Pernyataan kedua itu pada dasarnya ada benarnya. Orang-orang Stoik memang cenderung untuk tidak menunjukkan secara eksplisit perasaannya. Itulah pilihan sikap yang diambil dalam menghadapi setiap kejadian (event). Orang Stoik akan berfokus pada pilihan sikap yang diambilnya dalam setiap situasi, sehingga apa yang lebih terlihat adalah pilihan sikap atau tindakan mereka, bukan terutama ekspresi dari apa yang sedang dirasakan. Dengan kata lain, seorang Stoik adalah orang yang tetap bisa meneteskan air mata, akan tetapi lebih memilih untuk berfokus pada sikap / tindakan untuk menyikapi kesedihan yang membuatnya meneteskan air mata.

Ilustrasi Orang Stoik

Sangat sulit memisahkan antara emosi dengan pilihan sikap yang diambil seseorang dalam situasi tertentu. Entah bagaimana pun, faktor emosi tetaplah suatu faktor penting dalam perilaku manusia yang tidak bisa dihilangkan begitu saja, meskipun memang pengaruh emosi ini tetap bisa disikapi sedemikian dengan rasionalitas. Karena itu menjadi orang yang sepenuhnya Stoik (atau menjadi sage), menurut hemat saya, adalah suatu ideal yang sangat sulit untuk dicapai, atau bahkan tidak mungkin.

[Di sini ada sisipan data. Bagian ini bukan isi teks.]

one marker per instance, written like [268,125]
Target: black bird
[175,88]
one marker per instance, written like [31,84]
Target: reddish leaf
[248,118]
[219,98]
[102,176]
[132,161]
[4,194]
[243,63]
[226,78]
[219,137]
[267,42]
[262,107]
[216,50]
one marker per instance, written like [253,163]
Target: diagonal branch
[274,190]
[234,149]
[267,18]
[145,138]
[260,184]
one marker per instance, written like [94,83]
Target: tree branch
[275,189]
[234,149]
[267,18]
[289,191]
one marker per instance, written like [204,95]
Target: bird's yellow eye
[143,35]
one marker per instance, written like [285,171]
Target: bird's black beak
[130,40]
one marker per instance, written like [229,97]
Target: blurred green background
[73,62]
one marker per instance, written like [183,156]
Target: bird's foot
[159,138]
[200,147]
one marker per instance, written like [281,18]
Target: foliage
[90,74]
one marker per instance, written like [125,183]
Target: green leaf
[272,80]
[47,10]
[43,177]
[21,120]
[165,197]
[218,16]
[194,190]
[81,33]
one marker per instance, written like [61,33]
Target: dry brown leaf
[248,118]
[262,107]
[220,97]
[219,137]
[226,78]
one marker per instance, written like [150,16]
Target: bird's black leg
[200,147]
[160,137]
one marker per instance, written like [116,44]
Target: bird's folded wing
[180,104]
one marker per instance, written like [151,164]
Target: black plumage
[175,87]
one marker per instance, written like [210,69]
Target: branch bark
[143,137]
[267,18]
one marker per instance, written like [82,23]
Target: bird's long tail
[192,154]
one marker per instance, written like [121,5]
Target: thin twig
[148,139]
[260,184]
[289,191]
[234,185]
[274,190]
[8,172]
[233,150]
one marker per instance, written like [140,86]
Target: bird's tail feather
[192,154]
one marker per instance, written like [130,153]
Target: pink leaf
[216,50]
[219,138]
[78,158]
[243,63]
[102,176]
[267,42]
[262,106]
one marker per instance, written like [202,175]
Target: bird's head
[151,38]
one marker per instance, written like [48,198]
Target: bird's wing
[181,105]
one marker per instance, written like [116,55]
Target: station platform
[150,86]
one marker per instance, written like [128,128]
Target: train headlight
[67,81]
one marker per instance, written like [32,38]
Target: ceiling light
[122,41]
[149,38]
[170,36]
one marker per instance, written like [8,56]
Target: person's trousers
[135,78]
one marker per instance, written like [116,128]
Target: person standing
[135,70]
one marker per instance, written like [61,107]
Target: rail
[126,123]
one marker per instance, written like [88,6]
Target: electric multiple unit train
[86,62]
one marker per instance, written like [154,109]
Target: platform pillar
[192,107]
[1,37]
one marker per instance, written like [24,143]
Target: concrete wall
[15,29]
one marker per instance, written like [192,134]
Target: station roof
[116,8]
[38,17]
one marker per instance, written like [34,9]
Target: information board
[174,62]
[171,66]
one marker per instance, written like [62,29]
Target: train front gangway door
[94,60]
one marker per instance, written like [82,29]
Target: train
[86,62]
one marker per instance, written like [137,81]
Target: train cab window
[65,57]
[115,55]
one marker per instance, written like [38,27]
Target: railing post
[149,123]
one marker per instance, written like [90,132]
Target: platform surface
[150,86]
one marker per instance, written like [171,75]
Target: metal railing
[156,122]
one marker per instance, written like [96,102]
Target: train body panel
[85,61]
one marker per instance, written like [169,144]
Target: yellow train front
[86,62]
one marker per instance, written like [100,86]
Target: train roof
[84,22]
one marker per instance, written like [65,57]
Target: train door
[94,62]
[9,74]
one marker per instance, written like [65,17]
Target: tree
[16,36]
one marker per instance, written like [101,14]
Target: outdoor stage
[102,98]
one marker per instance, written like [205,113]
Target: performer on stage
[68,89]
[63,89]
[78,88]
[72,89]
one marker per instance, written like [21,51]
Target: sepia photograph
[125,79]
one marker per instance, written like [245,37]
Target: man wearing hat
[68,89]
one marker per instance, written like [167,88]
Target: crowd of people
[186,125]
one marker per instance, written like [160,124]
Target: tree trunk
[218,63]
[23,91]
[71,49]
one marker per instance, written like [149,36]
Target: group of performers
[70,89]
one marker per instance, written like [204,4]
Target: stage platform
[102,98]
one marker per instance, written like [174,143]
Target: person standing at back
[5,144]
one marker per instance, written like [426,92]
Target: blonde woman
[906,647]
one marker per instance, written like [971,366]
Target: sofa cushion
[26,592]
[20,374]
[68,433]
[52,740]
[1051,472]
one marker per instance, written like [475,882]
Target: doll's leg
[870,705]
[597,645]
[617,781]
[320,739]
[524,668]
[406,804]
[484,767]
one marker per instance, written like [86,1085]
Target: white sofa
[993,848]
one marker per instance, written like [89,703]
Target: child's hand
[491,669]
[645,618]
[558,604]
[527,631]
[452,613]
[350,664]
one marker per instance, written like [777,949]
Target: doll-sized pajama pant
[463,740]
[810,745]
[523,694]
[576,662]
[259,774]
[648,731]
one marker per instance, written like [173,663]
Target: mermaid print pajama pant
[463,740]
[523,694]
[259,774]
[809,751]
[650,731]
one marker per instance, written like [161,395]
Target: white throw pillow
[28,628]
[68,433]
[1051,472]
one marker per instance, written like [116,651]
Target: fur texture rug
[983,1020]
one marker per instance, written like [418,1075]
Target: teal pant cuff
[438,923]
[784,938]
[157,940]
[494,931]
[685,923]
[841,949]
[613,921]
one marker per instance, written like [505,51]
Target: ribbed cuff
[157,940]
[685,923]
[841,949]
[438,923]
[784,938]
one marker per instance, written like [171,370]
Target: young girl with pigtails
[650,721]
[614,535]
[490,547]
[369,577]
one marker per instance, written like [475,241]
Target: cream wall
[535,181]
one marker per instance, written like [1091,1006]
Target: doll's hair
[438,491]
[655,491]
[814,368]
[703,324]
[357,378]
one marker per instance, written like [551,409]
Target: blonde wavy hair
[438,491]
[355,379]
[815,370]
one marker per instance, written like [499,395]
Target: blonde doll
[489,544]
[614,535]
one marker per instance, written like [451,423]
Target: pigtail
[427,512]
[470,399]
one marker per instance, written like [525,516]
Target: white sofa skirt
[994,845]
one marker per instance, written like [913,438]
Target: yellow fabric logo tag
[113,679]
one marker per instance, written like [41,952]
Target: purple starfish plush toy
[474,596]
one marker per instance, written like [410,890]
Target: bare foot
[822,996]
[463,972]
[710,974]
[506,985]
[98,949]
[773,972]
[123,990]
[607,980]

Karena itulah judul di atas muncul. Menjadi seorang Stoikyang gagal untuk sepenuhnya Stoikpun, sebenarnya, sudah bagus! Ketika Anda berhasil mengelola emosi dengan baik dan tidak larut terlalu dalam, dan mencoba untuk menggunakan rasio Anda untuk memikirkan reaksi yang sehat atas apa yang Anda alami, itu adalah jalan yang sulit. Tidak mudah untuk bangkit melampaui pengaruh emosi dan mencoba untuk rasional, apalagi ketika menghadapi suatu pengalaman pahit atau menyedihkan.

Bahkan di saat Anda gagal menjadi Stoik yang sepenuhnya pun, Anda tetap menjadi Stoik ketika berusaha bersikap tenang dan rasional dalam berbagai situasi. And that’s what matters more.

Author: Paulinus Pandiangan

Saya seorang Katolik, anak ketiga dari 3 bersaudara, ayah dari tiga anak, orang Batak, saat ini bekerja di sebuah pabrik kelapa sawit di Kalimantan Tengah. Saya dilahirkan pada 8 Januari 1983. Capricorn.

Click to listen highlighted text!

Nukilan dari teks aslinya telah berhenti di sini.